SD, standard deviation; BMI, body mass index; ASA, American Society of Anesthesiologists; CEA, carcinoembryonic antigen; CA 19-9, Carbohydrate antigen 19-9; MIS, minimally invasive surgery.

a)This includes hand-assisted laparoscopy, total laparoscopy, and robotic surgery.

Regarding pathologic outcomes, all investigated pathologic variables showed statistically significant differences among T3, T4a, and T4b patients; however, in the post-hoc analysis, only nodal status, number of positive lymph nodes, and lymphatic and perineural invasion showed significantly differed between the T4a and T4b groups. T4a patients showed higher nodal status (N1, 32.8% vs. 43.6%; N2, 19.4% vs. 30.2%, post-hoc p < 0.001) and a greater mean number of positive lymph nodes (2.00 ± 3.41 vs. 2.71 ± 3.03, post-hoc p = 0.044). Lymphatic and perineural invasion were also more common in T4a than T4b (lymphatic invasion, 38.8% vs. 59.0%, post-hoc p = 0.001; perineural invasion, 34.3% vs. 52.4%, post-hoc p = 0.003). MSI-high (MSI-H) colorectal cancer patients were more in T4b groups (5.2% vs. 17.9%, post-hoc p < 0.001). In postoperative outcome, Clavien-Dindo classification (CDC) grade 3 or higher postoperative complications were more common in T4b patients than in T4a patients (11.9% vs. 3.3%, post-hoc p = 0.013). Adjuvant chemotherapy was performed in 73.1% of all cases (T3, 67.7%; T4a, 89.2%; T4b, 79.1%) and the chemotherapy completion rate was 91.6% (T3, 92.0%; T4a, 90.5%; T4b, 92.5%).

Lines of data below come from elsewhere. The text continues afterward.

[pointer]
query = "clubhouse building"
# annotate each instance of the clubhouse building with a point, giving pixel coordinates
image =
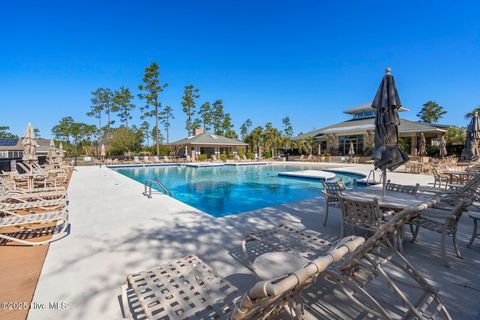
(359, 130)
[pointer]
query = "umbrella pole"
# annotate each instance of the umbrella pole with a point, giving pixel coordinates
(384, 176)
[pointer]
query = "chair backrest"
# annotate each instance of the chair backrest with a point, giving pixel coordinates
(469, 191)
(360, 213)
(402, 188)
(269, 299)
(398, 279)
(456, 214)
(333, 188)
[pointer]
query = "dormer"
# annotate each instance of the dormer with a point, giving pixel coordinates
(365, 111)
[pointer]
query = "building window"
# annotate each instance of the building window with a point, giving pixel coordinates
(344, 144)
(364, 114)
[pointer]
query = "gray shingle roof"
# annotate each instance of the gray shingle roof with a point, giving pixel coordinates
(365, 107)
(208, 138)
(368, 124)
(16, 145)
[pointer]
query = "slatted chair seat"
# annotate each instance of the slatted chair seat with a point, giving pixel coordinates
(376, 280)
(10, 208)
(360, 214)
(307, 244)
(22, 222)
(11, 221)
(430, 224)
(185, 289)
(395, 187)
(190, 289)
(444, 222)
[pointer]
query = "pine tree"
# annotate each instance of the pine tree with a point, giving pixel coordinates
(190, 95)
(152, 88)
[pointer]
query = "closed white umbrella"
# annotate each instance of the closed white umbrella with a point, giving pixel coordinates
(103, 154)
(442, 145)
(29, 145)
(52, 153)
(351, 151)
(61, 152)
(422, 145)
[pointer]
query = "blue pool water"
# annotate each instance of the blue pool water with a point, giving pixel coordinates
(220, 191)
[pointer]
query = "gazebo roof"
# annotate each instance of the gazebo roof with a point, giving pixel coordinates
(207, 138)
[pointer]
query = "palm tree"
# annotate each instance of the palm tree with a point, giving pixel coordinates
(256, 137)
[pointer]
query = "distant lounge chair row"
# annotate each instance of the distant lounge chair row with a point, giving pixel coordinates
(27, 214)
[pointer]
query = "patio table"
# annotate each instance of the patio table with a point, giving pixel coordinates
(462, 175)
(392, 199)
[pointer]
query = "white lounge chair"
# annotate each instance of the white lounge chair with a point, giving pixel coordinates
(25, 222)
(190, 289)
(146, 159)
(377, 278)
(11, 206)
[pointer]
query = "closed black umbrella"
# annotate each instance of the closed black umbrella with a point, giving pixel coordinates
(387, 153)
(422, 145)
(471, 150)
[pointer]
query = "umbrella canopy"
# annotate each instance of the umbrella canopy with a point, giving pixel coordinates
(61, 152)
(102, 151)
(442, 145)
(29, 145)
(52, 152)
(421, 145)
(471, 150)
(387, 153)
(351, 151)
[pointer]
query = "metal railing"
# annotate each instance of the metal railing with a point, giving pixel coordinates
(148, 188)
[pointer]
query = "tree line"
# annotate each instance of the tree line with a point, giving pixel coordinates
(109, 106)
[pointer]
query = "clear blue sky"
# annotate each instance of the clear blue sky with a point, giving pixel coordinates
(265, 59)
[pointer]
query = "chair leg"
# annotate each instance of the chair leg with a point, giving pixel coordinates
(444, 253)
(326, 213)
(414, 232)
(474, 234)
(457, 252)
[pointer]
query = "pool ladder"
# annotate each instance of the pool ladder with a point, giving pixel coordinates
(371, 174)
(148, 188)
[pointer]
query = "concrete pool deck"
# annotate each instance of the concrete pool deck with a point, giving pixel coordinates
(116, 231)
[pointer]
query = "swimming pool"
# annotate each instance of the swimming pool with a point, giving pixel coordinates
(221, 191)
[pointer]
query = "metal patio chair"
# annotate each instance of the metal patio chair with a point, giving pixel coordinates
(331, 190)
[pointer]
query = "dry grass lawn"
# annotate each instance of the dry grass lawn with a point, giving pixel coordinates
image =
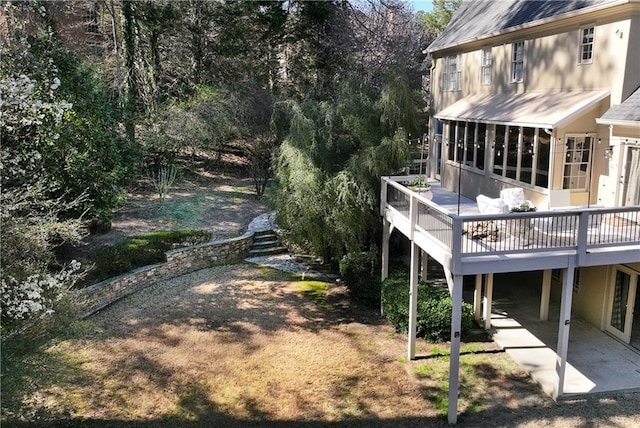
(242, 346)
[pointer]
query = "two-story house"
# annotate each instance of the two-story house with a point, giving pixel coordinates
(542, 96)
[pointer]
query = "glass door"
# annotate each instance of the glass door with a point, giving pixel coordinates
(631, 183)
(621, 304)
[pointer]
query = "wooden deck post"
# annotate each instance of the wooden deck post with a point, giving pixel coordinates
(545, 295)
(563, 329)
(386, 234)
(454, 358)
(413, 300)
(488, 301)
(477, 298)
(424, 265)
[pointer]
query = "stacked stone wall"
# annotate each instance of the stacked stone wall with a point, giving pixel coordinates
(179, 261)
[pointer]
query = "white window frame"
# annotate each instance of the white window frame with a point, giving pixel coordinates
(452, 73)
(587, 46)
(517, 62)
(486, 62)
(574, 163)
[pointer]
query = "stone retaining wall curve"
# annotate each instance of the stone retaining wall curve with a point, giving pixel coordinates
(99, 296)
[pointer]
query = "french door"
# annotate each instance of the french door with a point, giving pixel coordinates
(622, 297)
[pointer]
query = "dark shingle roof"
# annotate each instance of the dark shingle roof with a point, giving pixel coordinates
(628, 111)
(477, 19)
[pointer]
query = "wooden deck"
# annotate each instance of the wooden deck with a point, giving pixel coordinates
(471, 243)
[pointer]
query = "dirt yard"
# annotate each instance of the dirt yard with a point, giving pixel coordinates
(240, 345)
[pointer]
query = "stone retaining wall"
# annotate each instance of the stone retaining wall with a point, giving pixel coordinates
(179, 261)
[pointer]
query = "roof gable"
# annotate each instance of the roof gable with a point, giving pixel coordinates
(627, 111)
(477, 19)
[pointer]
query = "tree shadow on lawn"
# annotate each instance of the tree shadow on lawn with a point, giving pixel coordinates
(240, 299)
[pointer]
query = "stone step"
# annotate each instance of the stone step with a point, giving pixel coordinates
(254, 252)
(263, 232)
(266, 243)
(265, 236)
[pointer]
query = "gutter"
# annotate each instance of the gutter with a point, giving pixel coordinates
(533, 24)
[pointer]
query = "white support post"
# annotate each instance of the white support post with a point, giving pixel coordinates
(563, 328)
(424, 265)
(386, 234)
(413, 300)
(477, 299)
(454, 357)
(488, 302)
(545, 295)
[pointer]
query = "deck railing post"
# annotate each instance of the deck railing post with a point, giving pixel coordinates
(581, 241)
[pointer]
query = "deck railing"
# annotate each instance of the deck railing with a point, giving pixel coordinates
(541, 231)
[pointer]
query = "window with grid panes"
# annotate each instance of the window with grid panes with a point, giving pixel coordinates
(577, 163)
(485, 69)
(586, 45)
(517, 61)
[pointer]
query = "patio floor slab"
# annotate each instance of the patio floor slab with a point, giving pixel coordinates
(596, 362)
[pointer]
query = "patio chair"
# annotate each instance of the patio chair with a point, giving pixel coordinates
(488, 205)
(514, 197)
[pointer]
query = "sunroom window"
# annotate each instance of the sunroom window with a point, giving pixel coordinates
(586, 45)
(517, 62)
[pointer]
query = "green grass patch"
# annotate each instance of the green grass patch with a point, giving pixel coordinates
(315, 290)
(423, 370)
(186, 212)
(472, 348)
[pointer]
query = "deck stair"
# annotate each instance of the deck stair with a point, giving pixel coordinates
(265, 243)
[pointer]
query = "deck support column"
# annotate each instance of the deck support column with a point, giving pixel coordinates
(477, 298)
(386, 234)
(488, 302)
(454, 358)
(545, 295)
(387, 229)
(424, 264)
(563, 329)
(413, 300)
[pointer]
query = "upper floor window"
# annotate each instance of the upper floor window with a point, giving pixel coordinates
(586, 45)
(517, 61)
(451, 73)
(91, 19)
(485, 70)
(577, 163)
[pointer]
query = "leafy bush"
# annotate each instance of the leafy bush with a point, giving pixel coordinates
(434, 309)
(361, 273)
(138, 251)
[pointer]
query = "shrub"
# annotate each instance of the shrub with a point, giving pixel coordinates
(138, 251)
(434, 309)
(361, 273)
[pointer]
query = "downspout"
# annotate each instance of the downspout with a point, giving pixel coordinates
(552, 159)
(432, 136)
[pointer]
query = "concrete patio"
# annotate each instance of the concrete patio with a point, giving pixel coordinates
(597, 362)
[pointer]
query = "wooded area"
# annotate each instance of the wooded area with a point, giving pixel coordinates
(96, 94)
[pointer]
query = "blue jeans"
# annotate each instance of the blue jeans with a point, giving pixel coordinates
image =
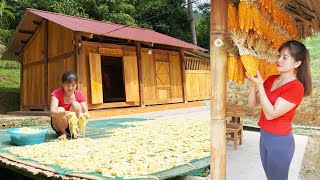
(276, 153)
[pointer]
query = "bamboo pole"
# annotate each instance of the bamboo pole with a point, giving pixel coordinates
(218, 59)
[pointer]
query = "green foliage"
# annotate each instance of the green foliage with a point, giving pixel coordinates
(169, 17)
(5, 36)
(9, 75)
(5, 11)
(203, 26)
(312, 44)
(72, 8)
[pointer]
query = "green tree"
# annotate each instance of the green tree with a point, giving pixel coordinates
(169, 17)
(203, 26)
(5, 11)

There were no significant differences in the rates of readmission, recurrence, or mortality between the T4a and T4b groups (all p > 0.05) ( ).

Table 2

Postoperative outcomes.

Parameters	Total (n = 1822)	T3 (n = 1331)	T4a (n = 424)	T4b (n = 67)	p-value	post hoc
						p-value
Cell differentiation
WD	334 (18.3%)	285 (21.4%)	44 (10.4%)	5 (7.5%)	<0.001	0.792
MD	1384 (76.0%)	990 (74.4%)	342 (80.7%)	52 (77.6%)
PD	104 (5.7%)	56 (4.2%)	38 (8.9%)	10 (14.9%)
Nodal status
N0	790 (43.4%)	647 (48.6%)	111 (26.2%)	32 (47.8%)	<0.001	<0.001
N1	676 (37.1%)	469 (35.2%)	185 (43.6%)	22 (32.8%)
N2	356 (19.5%)	215 (16.2%)	128 (30.2%)	13 (19.4%)
Positive lymph node, mean ± SD, n	1.90 ± 2.85	1.63 ± 2.71	2.71 ± 3.03	2.00 ± 3.41	<0.001	0.044
Lymphatic invasion
Yes	733 (40.2%)	457 (34.3%)	250 (59.0%)	26 (38.8%)	<0.001	0.001
No	1089 (59.8%)	874 (65.7%)	174 (41.0%)	41 (61.2%)
Perineural invasion
Yes	580 (31.8%)	335 (25.2%)	222 (52.4%)	23 (34.3%)	<0.001	0.003
No	1242 (68.2%)	996 (74.8%)	202 (47.6%)	44 (65.7%)
Vascular invasion
Yes	342 (18.8%)	221 (16.6%)	110 (25.9%)	11 (16.4%)	<0.001	0.378
No	1480 (81.2%)	1110 (83.4%)	314 (74.1%)	56 (83.6%)
Tumor Budding
Positive	1095 (60.1%)	717 (53.9%)	331 (78.1%)	47 (70.2%)	<0.001	0.609
Negative	727 (39.9%)	14 (46.1%)	93 (21.9%)	20 (29.8%)
MSI-H
Yes	115 (6.3%)	81 (6.1%)	22 (5.2%)	12 (17.9%)	<0.001	<0.001
No	1684 (92.4%)	1238 (93.0%)	396 (93.4%)	50 (74.6%)
Postoperative complication (CDC≥grade 3)	79 (4.3%)	57 (4.3%)	14 (3.3%)	8 (11.9%)	0.013	0.013
Length of stay, mean ± SD, day	8.74 ± 13.26	8.72 ± 15.11	8.34 ± 5.56	11.79 ± 6.52	<0.001	0.144
Readmission	75 (4.1%)	47 (3.5%)	21 (5.0%)	7 (10.5%)	0.018	0.387
Adjuvant chemotherapy
Yes	1332 (73.1%)	901 (67.7%)	378 (89.2%)	53 (79.1%)	<0.001	0.609
No	490 (26.9%)	430 (32.3%)	46 (10.8%)	14 (20.9%)
Recurrence	316 (17.3%)	169 (12.7%)	127 (30.0%)	20 (29.9%)	<0.001	>0.999
Systemic	267 (84.5%)	144 (85.2%)	109 (85.8%)	14 (70.0%)	<0.001	>0.999
Local	32 (10.1%)	18 (10.7%)	9 (7.1%)	4 (20.0%)
Combined	18 (5.6%)	7 (4.1%)	9 (7.1%)	2 (10.0%)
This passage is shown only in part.